A piece of news that once again binds the fortunes of Italy and the USA in the field of art, bounced a few weeks ago in the social media: the purchase, by the Getty Museum, of a work by Jacopo Bassano, il Miracolo delle quaglie (the Miracle of the Quails). A masterpiece, by the very definition of the Los Angeles museum, which announced its purchase on October 18, but only a few days ago published the complete file of the painting, which will now be exhibited to the public.
The work, dated 1554, is presented by the Getty as "one of the artist's largest and most ambitious," and again as an "outstanding example of Bassano's distinctive style and his juxtapositions of historical subjects and ordinary, poor people." We know well the circumstances in which the painting was completed, since it was commissioned in 1554 by the Venetian nobleman Domenico. In this admirable canvas, Jacopo Bassano has ventured into a rare representation of the biblical episode of the miracle of the quails, narrated in Exodus and in the Book of Numbers. It is the moment in which the people of Israel, led by Moses and Aaron and exhausted after leaving Egypt, are fed with the quails that God had rained down from heaven.
This is how Davide Gasparotto, senior curator of painting at the Getty, describes the artwork: "it perfectly embodies the genre to which Bassano owes his fame: the representation of biblical themes with a pastoral character, where realistic details of daily life take shape in compositions of great formal refinement. Black shadows prevail, and the colors shine through thick layers of pigment. Surface details, drawn with precision, blur into passages applied with looser brushstrokes. This almost abrupt but highly calculated simplicity gives the painting a mysterious and poetic aura." The painting, which for decades was in the possession of a Florentine antiquarian, is in essence a painting that stands out in Bassano's production for the rarity of the subject, the originality of the composition and the very fine quality of execution.
Jacopo da Ponte, known as Bassano, is the founder of a dynasty that can be considered a sort of palimpsest of Venetian art.

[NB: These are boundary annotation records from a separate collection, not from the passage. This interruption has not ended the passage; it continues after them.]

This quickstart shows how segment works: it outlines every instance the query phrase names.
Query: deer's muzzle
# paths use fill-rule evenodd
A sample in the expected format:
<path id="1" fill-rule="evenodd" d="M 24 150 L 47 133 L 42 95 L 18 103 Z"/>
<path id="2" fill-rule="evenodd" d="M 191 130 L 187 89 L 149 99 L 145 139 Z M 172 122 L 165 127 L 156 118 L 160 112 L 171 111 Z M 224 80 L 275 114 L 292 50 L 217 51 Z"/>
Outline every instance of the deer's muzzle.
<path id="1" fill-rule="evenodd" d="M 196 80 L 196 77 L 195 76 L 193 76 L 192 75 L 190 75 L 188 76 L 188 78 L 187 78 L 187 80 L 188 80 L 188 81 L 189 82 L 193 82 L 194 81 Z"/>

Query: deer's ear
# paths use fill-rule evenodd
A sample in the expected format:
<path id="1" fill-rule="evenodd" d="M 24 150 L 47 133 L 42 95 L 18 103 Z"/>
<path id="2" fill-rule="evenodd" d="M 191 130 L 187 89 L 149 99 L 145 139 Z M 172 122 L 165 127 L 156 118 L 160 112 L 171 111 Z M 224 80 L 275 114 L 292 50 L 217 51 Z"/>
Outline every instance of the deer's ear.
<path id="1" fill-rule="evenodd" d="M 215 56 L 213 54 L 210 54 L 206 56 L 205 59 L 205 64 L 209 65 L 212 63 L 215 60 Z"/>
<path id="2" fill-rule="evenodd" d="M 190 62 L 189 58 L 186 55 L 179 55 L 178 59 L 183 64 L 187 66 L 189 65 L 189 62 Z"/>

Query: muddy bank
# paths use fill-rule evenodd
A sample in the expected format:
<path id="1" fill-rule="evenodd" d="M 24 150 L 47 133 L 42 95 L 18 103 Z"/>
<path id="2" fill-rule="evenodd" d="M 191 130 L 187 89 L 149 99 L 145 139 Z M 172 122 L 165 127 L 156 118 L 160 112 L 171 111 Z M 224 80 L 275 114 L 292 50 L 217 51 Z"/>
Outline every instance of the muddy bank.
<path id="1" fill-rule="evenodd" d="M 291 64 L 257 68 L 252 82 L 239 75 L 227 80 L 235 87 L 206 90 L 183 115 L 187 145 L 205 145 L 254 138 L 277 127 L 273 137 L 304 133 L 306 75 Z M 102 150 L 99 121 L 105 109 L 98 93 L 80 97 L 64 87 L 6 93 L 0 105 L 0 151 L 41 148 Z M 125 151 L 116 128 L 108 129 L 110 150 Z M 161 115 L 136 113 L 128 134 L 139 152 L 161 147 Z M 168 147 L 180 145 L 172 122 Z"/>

In spite of the high personalities active in the lagoon from the fifteenth to the eighteenth century, the da Ponte family is constantly the object of commissions, exploiting the legacy that Jacopo left to his descendants, made up of a synthesis between central Italian Mannerism, imported to Venice in the 1640s by Vasari and Salviati, and the form-color style typical of Pordenone, thus contributing to the creation of "Venetian Mannerism". The Bassano dynasty left hundreds of works on Venetian soil and currently exhibited in many museums around the world.